A generalized solving method

Advanced methods and approaches for solving Sudoku puzzles

A generalized solving method

Postby kitwoolsey » Sat Feb 10, 2007 6:47 am

The following approach is a way of representing a puzzle which encompasses most of the advanced solving techniques. Using this method I have been able to solve all but the most difficult puzzles, usually needing nothing more than simple inferences.

This article can also be read as an html file, in a more readable form with the text on the side of the diagrams. Click HERE
to get the web page.

I would like to thank Paul Stephens and GreenLantern for their invaluable help analyzing my approach and showing me how to present it on the forum.


The general concept is to label pairs of candidate numbers which appear only twice in a row, column, or box with letter pairs: AB, CD, EF, etc.
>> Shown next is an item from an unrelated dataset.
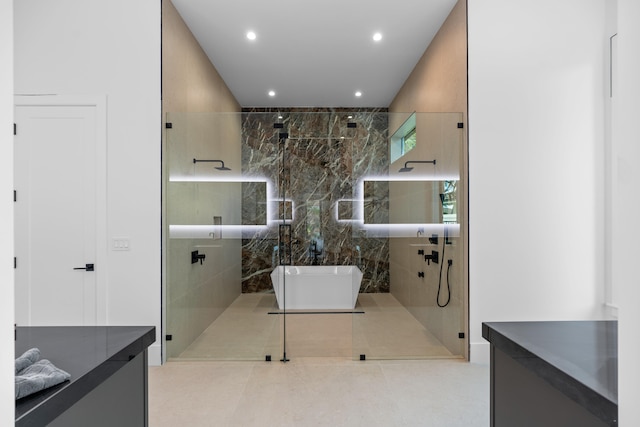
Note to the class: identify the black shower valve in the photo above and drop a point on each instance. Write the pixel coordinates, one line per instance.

Similarly, if a cell has only two candidates these candidates can be labeled with the letter pairs. The labeling for a given letter pair can continue as far as possible, branching out to other rows, columns, or boxes. For a given letter pair, either all candidates labeled with the first letter are true and all candidates labeled with the second letter are false, or vice versa. The intertwining of these labeled candidates will produce conclusions which otherwise are not immediately obvious.


-> means implies
~A means A is false
~AC means that both A and C being true is not the case
AvC means that either A or C (maybe both) is the case
A iff C means A if and only if C

Here are some of the simple inferences which often occur:

1) By the way the labeling is constructed, for letter pairs we have ~AB and AvB (thus A or B is true, but not both).
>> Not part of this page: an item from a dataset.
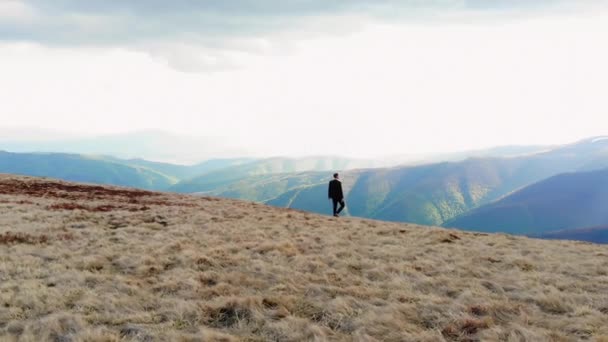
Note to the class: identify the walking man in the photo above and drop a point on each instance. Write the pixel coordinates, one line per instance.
(336, 195)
2) If two labeled candidates of the same number are in the same row, column, or box then these two labels cannot both be true. Similarly if two labeled candidates are in the same cell, then these two labels cannot both be true. For example, if we have in a given cell:


Then we know that ~AC.

3) If we have ~AC and ~BE, it follows that ~CE. Proof: C -> ~A -> B -> ~E

4) If we have only two labeled candidates of the same number in a given row, column, or box, or only two labeled candidates in a given cell, then these labels must be letter pairs. For example:


If the cell contains only these candidates, then C = B, D = A, and we can replace all C’s and D’s with B and A respectively.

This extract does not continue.